Apache man moving ‘home’ to protest copper mine in Arizona – by Felicia Fonseca (Washington Post – November 27, 2019)

https://www.washingtonpost.com/

FLAGSTAFF, Ariz. — Wendsler Nosie Sr. is drawn to a mountainous area in central Arizona where he and other Apaches have harvested medicinal plants, held coming-of-age ceremonies and gathered acorns for generations.

On Thursday, he’ll start a three-day journey to make a permanent home in the area known as Chi’chil Bildagoteel, or Oak Flat, in protest of a proposed copper mine made possible by a federal land exchange.

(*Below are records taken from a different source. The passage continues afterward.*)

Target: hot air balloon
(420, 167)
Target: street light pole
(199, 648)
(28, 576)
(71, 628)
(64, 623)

The Resolution Copper mine near Superior would be one of the largest such mines in North America, using techniques known as block-cave mining that call for digging underneath the ore body and setting off explosions to extract it.

The technique generally has a smaller imprint than open-pit mines common around Arizona, but still it would leave a depression 1,000 feet (304.8 meters) deep and about 1.5 miles (2.41 kilometers) wide.

Nosie and others have been protesting at Oak Flat Campground since 2015, the year after the late Sen. John McCain added a rider to a defense spending bill to transfer federal land to Resolution Copper. Nosie said the intermittent religious gathering has not done much to change views in Washington.